For advance warning of solar eruptions and geomagnetic storms,  

                   families will fly their kites

                    in the field of wild grasses and Queen Annes Lace

                     next to the parking lot at All Saints.

In cerulean sky above All Saints Hospital

                             floats the coronagraph's occulting disk;

                            the light red graphic circle showing

                                                          the true size of the Sun.

Lowell Police--    their primary mission is to investigate

the solar interior, the solar atmosphere, and the solar wind---

                                                     "The comets are a bonus."

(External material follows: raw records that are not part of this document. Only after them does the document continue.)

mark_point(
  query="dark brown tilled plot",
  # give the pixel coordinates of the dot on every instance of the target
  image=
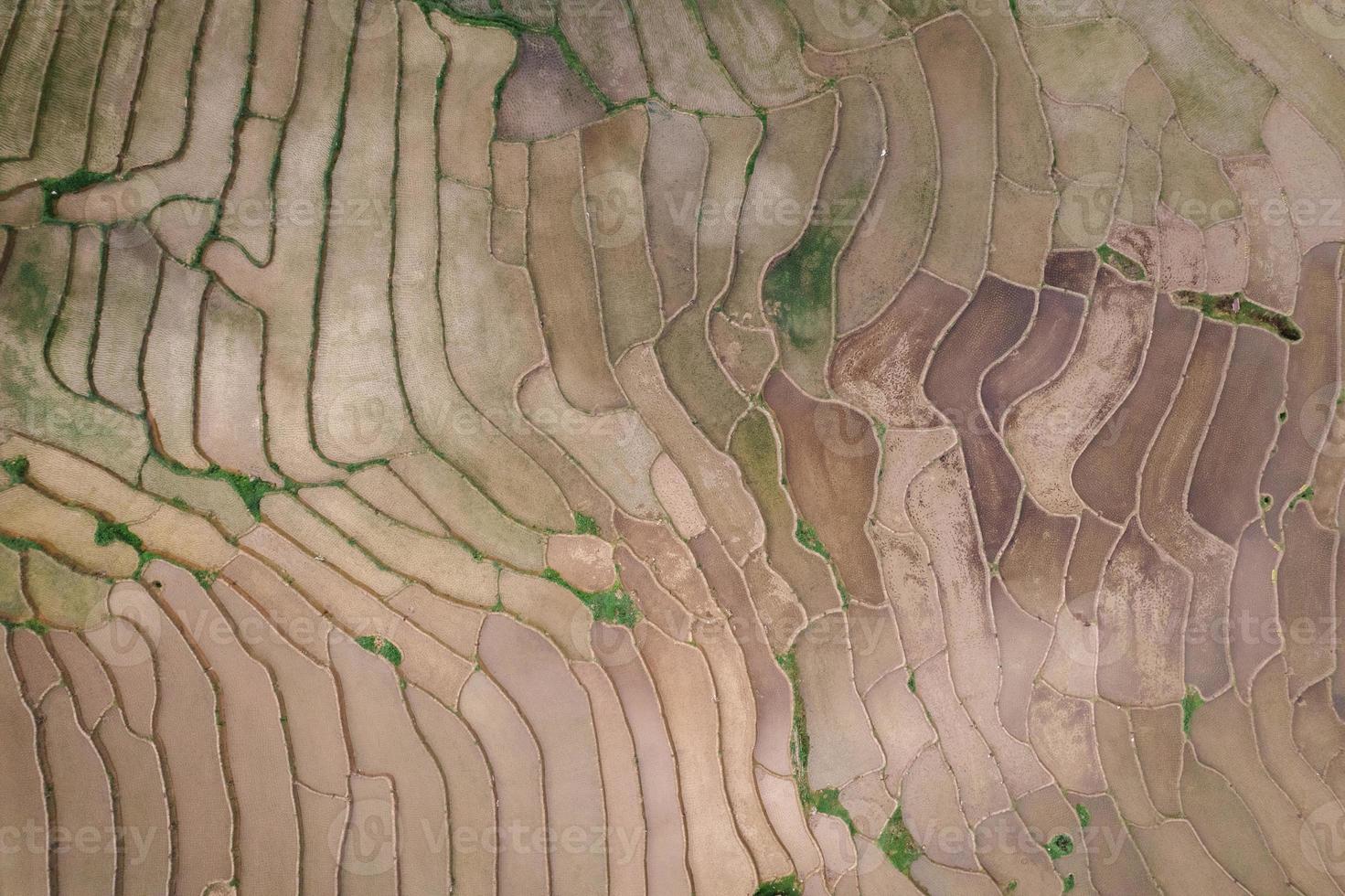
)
(991, 323)
(880, 368)
(1107, 473)
(1073, 270)
(1222, 488)
(542, 94)
(1037, 358)
(1034, 562)
(1313, 368)
(830, 459)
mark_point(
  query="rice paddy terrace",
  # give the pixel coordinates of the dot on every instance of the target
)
(665, 447)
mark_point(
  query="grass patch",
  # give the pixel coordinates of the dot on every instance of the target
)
(1128, 268)
(1060, 845)
(381, 646)
(56, 187)
(1247, 313)
(1190, 704)
(796, 291)
(780, 887)
(807, 536)
(611, 605)
(584, 525)
(897, 844)
(34, 624)
(16, 468)
(108, 533)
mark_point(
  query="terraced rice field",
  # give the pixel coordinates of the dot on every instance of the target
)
(666, 447)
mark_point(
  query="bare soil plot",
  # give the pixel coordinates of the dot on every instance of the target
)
(542, 94)
(1219, 97)
(305, 690)
(1022, 644)
(1036, 560)
(25, 805)
(73, 330)
(188, 736)
(717, 858)
(1222, 732)
(676, 163)
(891, 237)
(444, 567)
(1105, 475)
(517, 773)
(795, 147)
(1158, 741)
(1103, 366)
(129, 293)
(1222, 488)
(230, 376)
(603, 37)
(471, 794)
(30, 45)
(80, 794)
(480, 59)
(62, 120)
(753, 447)
(1313, 366)
(383, 741)
(470, 514)
(714, 479)
(253, 739)
(389, 496)
(1087, 62)
(1064, 739)
(285, 514)
(1019, 233)
(160, 122)
(170, 364)
(1039, 358)
(666, 839)
(590, 437)
(562, 270)
(991, 323)
(1271, 242)
(279, 43)
(798, 293)
(881, 368)
(679, 62)
(613, 154)
(961, 74)
(357, 402)
(765, 684)
(831, 459)
(119, 76)
(1305, 576)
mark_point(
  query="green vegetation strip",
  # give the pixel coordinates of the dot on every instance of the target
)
(1238, 308)
(611, 605)
(1128, 268)
(16, 468)
(897, 844)
(381, 646)
(1190, 704)
(1060, 845)
(585, 525)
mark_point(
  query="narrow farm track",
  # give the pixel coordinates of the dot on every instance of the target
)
(656, 447)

The SOHO C2 coronagraph was built by off-duty Lowell policemen

on the high-ceilinged second floor of an abandoned brick slaughterhouse

by the canal and the RR tracks   on April 29, 2000.

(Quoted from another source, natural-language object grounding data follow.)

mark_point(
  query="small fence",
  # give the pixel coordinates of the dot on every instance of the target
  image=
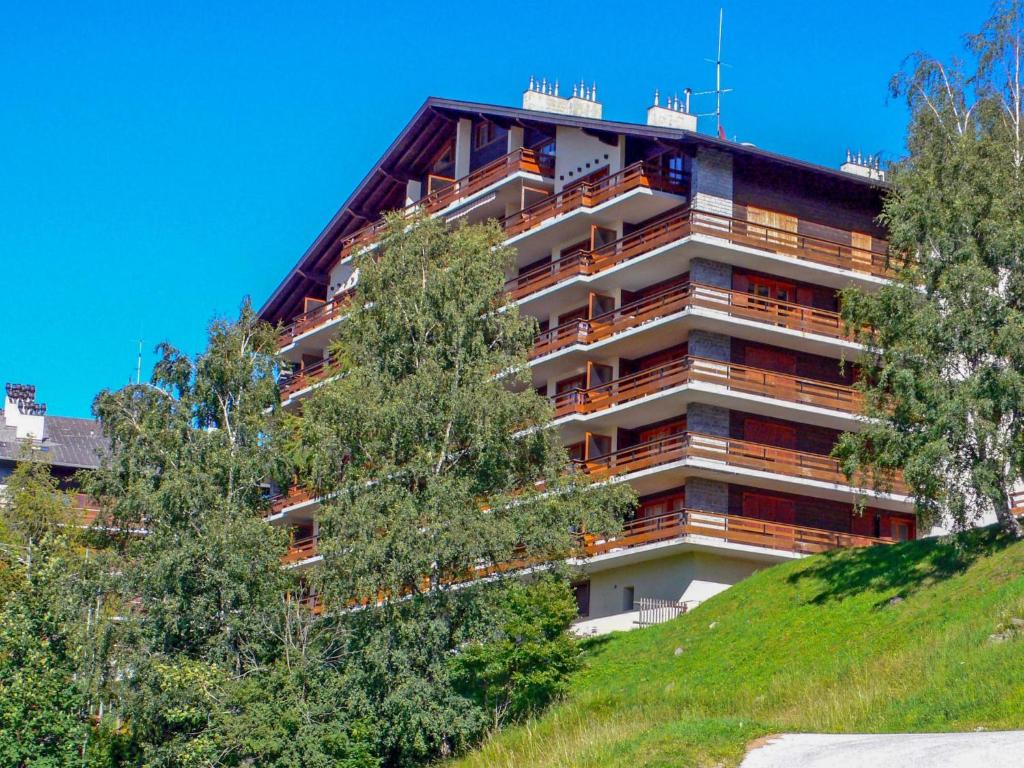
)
(651, 610)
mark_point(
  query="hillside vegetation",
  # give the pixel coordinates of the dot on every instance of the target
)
(915, 637)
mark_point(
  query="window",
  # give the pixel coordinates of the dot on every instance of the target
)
(900, 530)
(483, 134)
(444, 158)
(771, 508)
(768, 288)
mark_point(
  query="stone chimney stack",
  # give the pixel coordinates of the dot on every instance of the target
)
(544, 96)
(868, 166)
(675, 114)
(22, 412)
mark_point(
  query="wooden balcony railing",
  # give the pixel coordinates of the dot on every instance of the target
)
(590, 194)
(679, 298)
(726, 451)
(524, 160)
(733, 528)
(303, 378)
(818, 244)
(295, 495)
(299, 550)
(314, 317)
(692, 369)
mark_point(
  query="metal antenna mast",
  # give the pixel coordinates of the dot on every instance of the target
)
(719, 90)
(718, 76)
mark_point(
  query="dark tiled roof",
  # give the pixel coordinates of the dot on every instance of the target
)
(381, 189)
(76, 443)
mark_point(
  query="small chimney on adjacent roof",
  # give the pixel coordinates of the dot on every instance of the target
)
(544, 96)
(868, 166)
(22, 412)
(675, 114)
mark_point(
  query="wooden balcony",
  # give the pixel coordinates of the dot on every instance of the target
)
(299, 550)
(677, 299)
(732, 528)
(303, 378)
(590, 194)
(828, 246)
(725, 451)
(295, 495)
(314, 317)
(526, 161)
(691, 369)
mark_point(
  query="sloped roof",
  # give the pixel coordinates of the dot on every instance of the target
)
(382, 189)
(75, 443)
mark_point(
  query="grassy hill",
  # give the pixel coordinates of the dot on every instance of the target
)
(882, 639)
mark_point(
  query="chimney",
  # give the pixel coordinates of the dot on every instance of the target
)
(675, 114)
(544, 96)
(22, 412)
(868, 166)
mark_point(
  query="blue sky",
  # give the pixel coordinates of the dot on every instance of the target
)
(161, 161)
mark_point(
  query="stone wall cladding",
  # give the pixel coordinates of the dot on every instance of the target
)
(713, 420)
(715, 273)
(713, 182)
(710, 496)
(711, 345)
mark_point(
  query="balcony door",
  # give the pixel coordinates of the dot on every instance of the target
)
(770, 508)
(772, 227)
(766, 432)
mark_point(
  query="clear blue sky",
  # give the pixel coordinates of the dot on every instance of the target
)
(161, 161)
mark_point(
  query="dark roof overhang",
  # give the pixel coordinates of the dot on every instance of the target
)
(384, 187)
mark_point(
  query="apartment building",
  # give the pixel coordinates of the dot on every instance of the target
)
(66, 443)
(690, 342)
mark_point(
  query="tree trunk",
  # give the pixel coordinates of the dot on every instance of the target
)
(1009, 522)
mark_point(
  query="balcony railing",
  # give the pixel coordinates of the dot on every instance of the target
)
(677, 299)
(527, 161)
(732, 528)
(295, 495)
(590, 194)
(692, 369)
(303, 378)
(300, 549)
(826, 246)
(314, 317)
(726, 451)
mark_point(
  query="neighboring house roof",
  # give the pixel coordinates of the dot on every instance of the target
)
(75, 443)
(383, 189)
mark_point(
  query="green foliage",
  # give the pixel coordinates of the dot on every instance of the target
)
(877, 640)
(524, 659)
(944, 368)
(43, 700)
(432, 454)
(188, 465)
(431, 418)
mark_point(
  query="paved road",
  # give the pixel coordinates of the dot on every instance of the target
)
(985, 749)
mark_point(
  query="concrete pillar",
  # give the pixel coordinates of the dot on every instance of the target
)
(710, 345)
(414, 190)
(714, 273)
(708, 496)
(713, 182)
(515, 138)
(712, 420)
(463, 145)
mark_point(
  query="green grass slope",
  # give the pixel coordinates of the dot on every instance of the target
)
(873, 640)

"The comets are a bonus.   No one expected to find

all these comets when we launched SOHO nearly 5 years ago!"

                                     said a spokesman for the Lowell Police.

On Tuesday morning,     Catenacci is off to the police station

                                  to capture images of a sungrazing comet,

                                        an isolated and unfortunate incident.

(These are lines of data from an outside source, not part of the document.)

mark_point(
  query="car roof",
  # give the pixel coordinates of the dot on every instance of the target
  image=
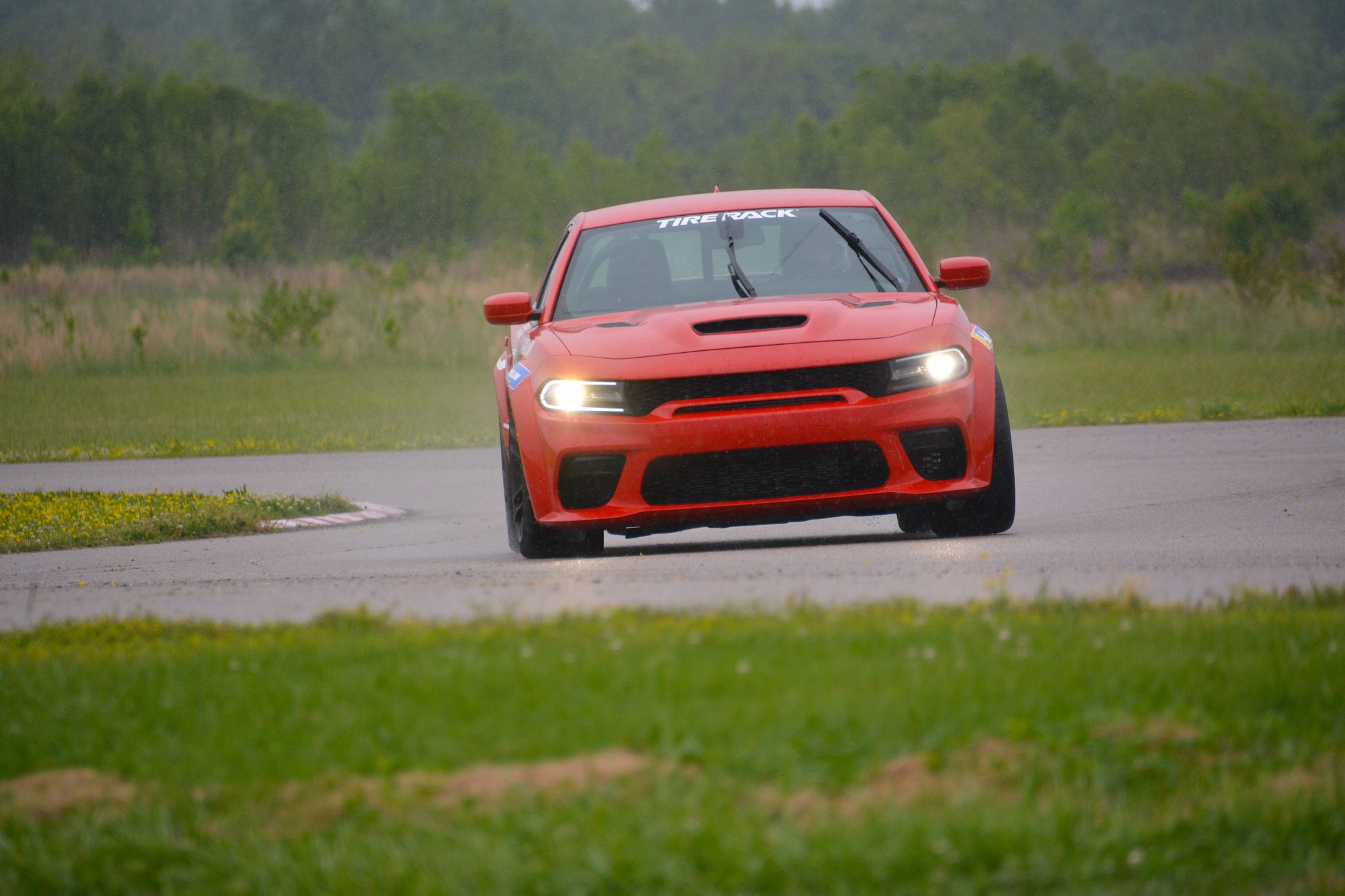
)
(731, 201)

Catenacci had pulled off  a significant early find

of all those comets nearly 5 years ago.

Catenucci--  amateur observer and weather forecaster--

           could always rely on his truck and the solar wind.

The Catenacci carjacking began Tuesday afternoon *******

to be driving in Lowell,

to be driving on Mammoth Road in Lowell

to be driving in Nashua, New Hampshire. . .

Mark Catenacci of Chestnut Street

injured three fellow Lowellites.

Carbonneau, a Lowell street saint,

was caught up in Catenaccis carjacking saga,

found himself in a five-car pile-up

later lying horizontal semi-comatose

in intensive care on Tuesday night.

Carbonneau wakes up dry-mouthed,   tries to talk to the nurse :

"After fleeing woman driver from her truck . . ."

"A police officer won't be assigned

to watch the satellite on Tuesday . . ."

When the nurse asks him "do you remember how you came to All Saints?"

Carbonneau whispers:

"The felony hospital admitted

me to the intensive care unit.. . .

"I will investigate the solar interior,

the solar atmosphere, and the Sun . . .

"The victims suffered non-life-threatening. . .

"He spent injuries.

"He crashed into some vehicles

that were stopped to go home . . .

" an attempt to carjack another . . .

a second . . .

" I hear hospital storms coming . . .

The comets are a bonus.

"No traffic light,"

My name is Patrick Cook . . . "

The nurse reads "concussion" on his chart.

Now, let's take Mark's vehicle, his truck, to be symbolic--

             an advance warning of solar eruptions,

             and the passive, geomagnetic hospital staff

            give him the once-over        when he arrives . . .

"Mark Catenacci . . .

he was done in for shoplifting,

investigated by proper authorities"

His sad, carjacking saga and charges of robbery included. . .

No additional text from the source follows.